Abbas no pudo mirar al general a los ojos mientras contestaba.

—Espero que este asunto no nos tome mucho tiempo, general —declaró esforzándose para que su voz pasara por su encogida garganta—. Al fin y al cabo el difunto no se hospedaba en la alhóndiga, solo estaba visitando a uno de los huéspedes. Pienso que no os resultará difícil…

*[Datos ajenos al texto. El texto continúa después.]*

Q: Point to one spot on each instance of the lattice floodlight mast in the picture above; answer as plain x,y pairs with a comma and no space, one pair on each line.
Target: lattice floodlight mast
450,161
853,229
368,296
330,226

—Así que pensáis, ¿no? Sois el segundo pensador con el que tropiezo esta noche. Por lo visto, también pensáis que era un marino, pero ¿cómo podéis estar seguro? Sin duda pensáis mucho. ¿Y quién os creéis que sois diciéndome lo que tengo que hacer? ¿Creéis que no tengo nada mejor que hacer que ocuparme de todos los hombres que frecuentan a vuestras prostitutas y les cortan el cuello solo porque pensáis que merecen mi atención?

Abbas bajó la mirada.

—Sabemos con exactitud lo que ocurre aquí —continuó Ghalib—, así que será mejor que vayáis con cuidado… Con mucho cuidado, ¿comprendéis? Una palabra del visir al almotacén, el inspector de los mercados, y vuestro establecimiento será clausurado. ¡Entonces tendréis algo en lo que pensar!

Mientras el general Ghalib veía cómo el color desaparecía de las tensas facciones de Abbas, la llamada del muecín a la oración del alba, que marcaba el inicio del nuevo día, cortó el frío aire. El general Ghalib sintió el repentino impulso de irse y giró sobre sus talones. Tenía pensado acudir a la Gran Mezquita a orar aquella mañana, pero enseguida se dio cuenta de que eso tendría que esperar y se volvió de nuevo hacia Abbas.

—Antes de que todo el mundo se vaya a la mezquita encargaos de que los que hablaron con el marino, como vos lo llamáis, se presenten en vuestras dependencias. Quiero hablar con todos ellos. He apostado a un guardia en la entrada. Nadie debe salir sin mi permiso.

Abbas tragó saliva, asintió con la cabeza y salió de la habitación. Ghalib lo contempló desde la ventana mientras atravesaba el patio y se preguntó qué demonios había hecho Suhail bin Ahmad, el almirante de la flota califal, para acabar tendido en el patio trasero de aquella alhóndiga de mercaderes con la garganta cortada y medio cráneo colgando.